By Jonathan Smith, Managing Editor
I miss curfew.
I’ll get that out of the way right now and reserve the right to claim temporary insanity if ever questioned about this in the future. But it’s true, and I’m sticking with it.
Curfew and I had one of those love-hate relationships freshman year. On the one hand, curfew never really bothered me because it rarely interfered with anything I wanted to do; however, I never could bring myself to fully appreciate something that restricted my freedom as a freshman.
Of course there were times when I had to cut something short or leave somewhere early to make it back to the dorm. And nothing could have been more annoying than being threatened to have to write some essay because I forgot to check in for the weekend.

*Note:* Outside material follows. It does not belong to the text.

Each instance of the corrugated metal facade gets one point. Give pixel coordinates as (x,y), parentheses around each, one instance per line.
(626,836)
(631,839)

But every night when I got back to Mabee Second North around 11:30, I could be sure of two things. I knew my RA would be around within half an hour or so; I also knew that one of my neighbor’s doors would be open while they were huddled around an Xbox, engaged in a nightly game of Halo. You didn’t knock; you just went in and joined the game that would sometimes last until three in the morning.

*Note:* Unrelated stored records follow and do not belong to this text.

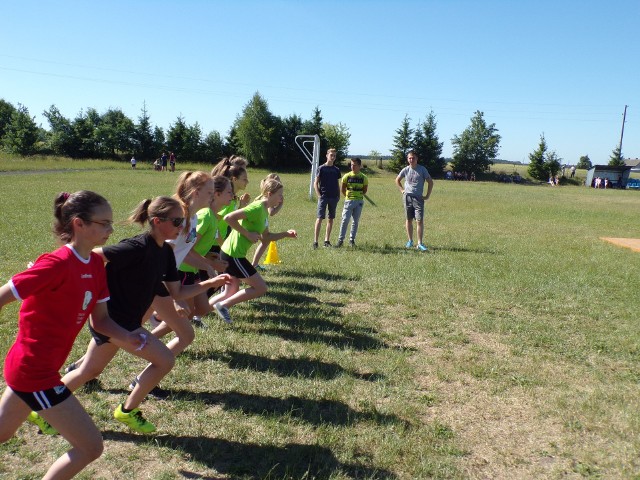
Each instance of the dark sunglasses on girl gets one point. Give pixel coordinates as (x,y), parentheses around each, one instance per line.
(175,221)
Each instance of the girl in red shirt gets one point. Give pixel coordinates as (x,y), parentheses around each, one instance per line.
(59,293)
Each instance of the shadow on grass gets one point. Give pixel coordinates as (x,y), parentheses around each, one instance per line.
(253,461)
(284,367)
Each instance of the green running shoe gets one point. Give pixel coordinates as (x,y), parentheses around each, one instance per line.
(134,420)
(42,424)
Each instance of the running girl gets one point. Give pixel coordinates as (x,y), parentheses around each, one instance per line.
(208,235)
(138,269)
(249,225)
(59,293)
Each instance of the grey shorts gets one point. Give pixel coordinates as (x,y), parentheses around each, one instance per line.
(413,207)
(329,203)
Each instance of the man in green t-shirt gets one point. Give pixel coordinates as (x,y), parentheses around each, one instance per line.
(354,187)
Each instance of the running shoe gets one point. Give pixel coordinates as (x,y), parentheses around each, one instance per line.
(223,312)
(42,424)
(197,322)
(134,420)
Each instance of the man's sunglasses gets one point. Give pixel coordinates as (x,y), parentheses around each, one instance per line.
(176,221)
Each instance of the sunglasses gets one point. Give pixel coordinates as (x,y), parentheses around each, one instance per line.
(175,221)
(103,223)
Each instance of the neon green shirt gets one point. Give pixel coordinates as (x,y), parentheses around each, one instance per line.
(208,230)
(237,245)
(355,185)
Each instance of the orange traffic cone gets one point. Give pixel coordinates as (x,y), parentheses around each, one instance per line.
(272,255)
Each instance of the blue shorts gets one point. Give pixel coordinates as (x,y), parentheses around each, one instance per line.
(329,203)
(414,207)
(44,399)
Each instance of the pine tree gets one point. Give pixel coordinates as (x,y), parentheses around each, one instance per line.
(402,143)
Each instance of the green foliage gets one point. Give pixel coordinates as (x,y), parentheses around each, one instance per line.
(6,112)
(144,145)
(616,159)
(256,130)
(402,143)
(21,134)
(536,161)
(337,137)
(427,146)
(584,163)
(477,147)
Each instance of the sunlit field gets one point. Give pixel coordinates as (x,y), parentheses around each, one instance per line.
(510,350)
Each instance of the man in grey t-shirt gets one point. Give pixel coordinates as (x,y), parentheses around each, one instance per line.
(415,177)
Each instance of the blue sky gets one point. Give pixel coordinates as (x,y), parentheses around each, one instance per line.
(562,68)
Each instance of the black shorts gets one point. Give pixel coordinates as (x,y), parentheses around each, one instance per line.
(189,278)
(44,399)
(238,267)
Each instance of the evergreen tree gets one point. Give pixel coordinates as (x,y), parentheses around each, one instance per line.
(6,111)
(212,147)
(584,163)
(256,130)
(536,167)
(427,146)
(143,136)
(402,143)
(338,137)
(616,159)
(21,134)
(477,147)
(552,164)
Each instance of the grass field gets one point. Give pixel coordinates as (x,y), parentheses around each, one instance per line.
(510,350)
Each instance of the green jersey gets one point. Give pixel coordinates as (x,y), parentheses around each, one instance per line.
(208,230)
(355,183)
(237,245)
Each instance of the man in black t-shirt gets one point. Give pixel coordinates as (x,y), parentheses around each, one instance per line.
(328,191)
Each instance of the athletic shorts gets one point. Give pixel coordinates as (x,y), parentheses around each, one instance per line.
(188,278)
(325,203)
(414,207)
(238,267)
(44,399)
(130,326)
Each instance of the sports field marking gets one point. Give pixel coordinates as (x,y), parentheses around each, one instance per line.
(632,243)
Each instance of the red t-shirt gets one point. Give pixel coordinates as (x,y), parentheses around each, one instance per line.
(58,292)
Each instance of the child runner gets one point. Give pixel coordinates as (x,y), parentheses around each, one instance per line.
(138,270)
(59,293)
(249,225)
(262,247)
(208,235)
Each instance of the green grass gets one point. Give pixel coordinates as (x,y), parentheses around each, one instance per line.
(510,350)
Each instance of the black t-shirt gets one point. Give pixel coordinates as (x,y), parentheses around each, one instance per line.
(329,178)
(136,268)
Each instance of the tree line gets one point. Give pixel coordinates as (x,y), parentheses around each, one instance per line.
(265,139)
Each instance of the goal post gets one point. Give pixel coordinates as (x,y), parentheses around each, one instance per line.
(309,145)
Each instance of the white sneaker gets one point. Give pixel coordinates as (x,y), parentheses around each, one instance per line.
(223,312)
(153,321)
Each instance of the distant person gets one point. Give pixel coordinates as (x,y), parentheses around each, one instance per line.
(354,188)
(415,177)
(327,187)
(163,162)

At least 50 percent of the friends I made freshman year came from Mabee Second North, and that all came about because we all had to be in the dorm every night-usually watching some movie or playing Xbox.
Now, fast-forward to the present: sophomore year.
As I wrote this at 2 a.m., I stuck my head out the door to see what I could hear. I didn’t hear the sounds of a rapid-fire weapon emanating from a video game system. No taunts yelled down the hall from one video game opponent to another. No evidence that 10 or 11 guys were stuffed in a room watching the Mavericks basketball game. Not even a single door was open. I heard silence.
Probably half the guys on this hall aren’t even in their rooms at 2 a.m.-much less 11:30 p.m.-on any given night.
I can honestly say that I haven’t been in another guy’s room on my hall this year because people are never there, and their doors are certainly never open. Something is just inherently wrong with not knowing the name of a single guy, besides my roommate, who lives within 30 yards of me.
So, am I advocating that curfew apply to sophomores also? No, not having curfew truly is infinitely more convenient for getting work done at all hours of the night.
I know I’ll never convince a single freshman that curfew is a good thing, but just don’t pass up this opportunity you have every night in the dorms. The people you freshman live with now could potentially be some of your best college friends.
Open your doors; get to know each other; stay up ridiculously late every night; play a little Halo. Things will never be quite the same.